Events
CUHK LAW CCTL Seminar – ‘The Will (Not) to Punish: How Chinese Judges Convict’ by Dr. Sitao Li
9 Sep 2025
1:00 pm – 2:00 pm (HKT)
Faculty Board Room, 6/F, Lee Shau Kee Building, CUHK, Shatin
Dr. Sitao Li is a Laureate Fellow at Faculty of Law, National University of Singapore. A socio-legal scholar and criminologist, his research examines how legality and state politics intersect to shape judicial behaviour, with a particular focus on the everyday work of judges and the penal experiences of criminal defendants in China. By closely analysing the micro-level practices of courts, his scholarship investigates how political power is embedded in routine judicial work – through the shifting roles judges must play, the institutional constraints they navigate, and the subtle mechanisms that sustain political control without constant intervention. He has published widely on Chinese courts, human rights, and socio-legal research in leading journals, including Law & Society Review, British Journal of Criminology, Annual Review of Sociology, and Hong Kong Law Journal. Sitao holds a PhD in Sociology from the University of Toronto, a JD from the University of California, Berkeley, School of Law, and a BA in Political Science from UC Berkeley.

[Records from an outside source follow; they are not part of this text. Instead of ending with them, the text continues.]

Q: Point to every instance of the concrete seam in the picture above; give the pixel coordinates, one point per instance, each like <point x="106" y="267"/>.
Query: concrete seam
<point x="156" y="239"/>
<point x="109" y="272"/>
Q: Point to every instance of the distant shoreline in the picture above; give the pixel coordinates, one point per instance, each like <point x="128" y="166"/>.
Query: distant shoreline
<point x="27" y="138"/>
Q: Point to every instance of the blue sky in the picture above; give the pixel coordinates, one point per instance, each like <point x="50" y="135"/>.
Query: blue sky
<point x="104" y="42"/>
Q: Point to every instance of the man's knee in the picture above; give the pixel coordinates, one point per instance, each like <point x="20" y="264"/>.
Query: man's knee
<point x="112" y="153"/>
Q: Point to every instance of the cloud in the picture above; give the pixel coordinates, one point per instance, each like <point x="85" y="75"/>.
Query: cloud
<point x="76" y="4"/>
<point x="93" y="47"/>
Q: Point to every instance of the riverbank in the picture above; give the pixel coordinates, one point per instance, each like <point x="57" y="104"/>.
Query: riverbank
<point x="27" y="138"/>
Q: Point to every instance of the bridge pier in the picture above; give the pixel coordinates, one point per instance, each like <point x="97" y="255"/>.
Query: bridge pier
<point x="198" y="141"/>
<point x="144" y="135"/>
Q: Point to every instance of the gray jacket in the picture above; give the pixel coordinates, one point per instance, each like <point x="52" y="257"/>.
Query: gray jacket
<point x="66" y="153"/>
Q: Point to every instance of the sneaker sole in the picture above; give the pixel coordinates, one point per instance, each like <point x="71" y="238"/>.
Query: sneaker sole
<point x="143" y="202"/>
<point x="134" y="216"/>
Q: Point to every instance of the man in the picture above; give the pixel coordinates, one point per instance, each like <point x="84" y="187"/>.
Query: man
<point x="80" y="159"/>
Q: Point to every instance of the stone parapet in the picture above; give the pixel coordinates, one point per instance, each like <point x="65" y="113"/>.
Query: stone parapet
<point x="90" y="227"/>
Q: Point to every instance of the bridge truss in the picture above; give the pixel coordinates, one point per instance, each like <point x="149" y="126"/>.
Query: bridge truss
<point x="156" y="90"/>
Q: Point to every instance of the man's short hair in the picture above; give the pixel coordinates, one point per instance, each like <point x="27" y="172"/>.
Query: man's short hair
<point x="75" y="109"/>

https://cloud.itsc.cuhk.edu.hk/webform/view.php?id=13715610
Registration Deadline: 12:30 pm (HKT), 8 September 2025
This seminar examines the criminal conviction process in Chinese minor criminal cases. Drawing on participant observation in a lower court and interviews with judges, it traces a transformation from a ‘will not to punish’ to a ‘will to punish’. The former reflects the moral and emotional hurdles that judges must grapple with before imposing criminal sanctions. These hurdles stem from their knowledge of defendants’ socio-economic backgrounds, their direct interactions with defendants, and their concerns over the coercive and arbitrary power of police and procurators. The seminar shows how judges confront and overcome these reservations, leading to convictions in nearly every case they handle. It reveals that judges often invoke different – and at times contradictory – frames regarding defendants and penal authorities, depending on whether they are backstage or frontstage in the courtroom, and whether they are speaking about the criminal justice system in general or reflecting on specific cases. Through these discrepancies in framing, criminal convictions are rendered morally and emotionally justifiable for Chinese judges.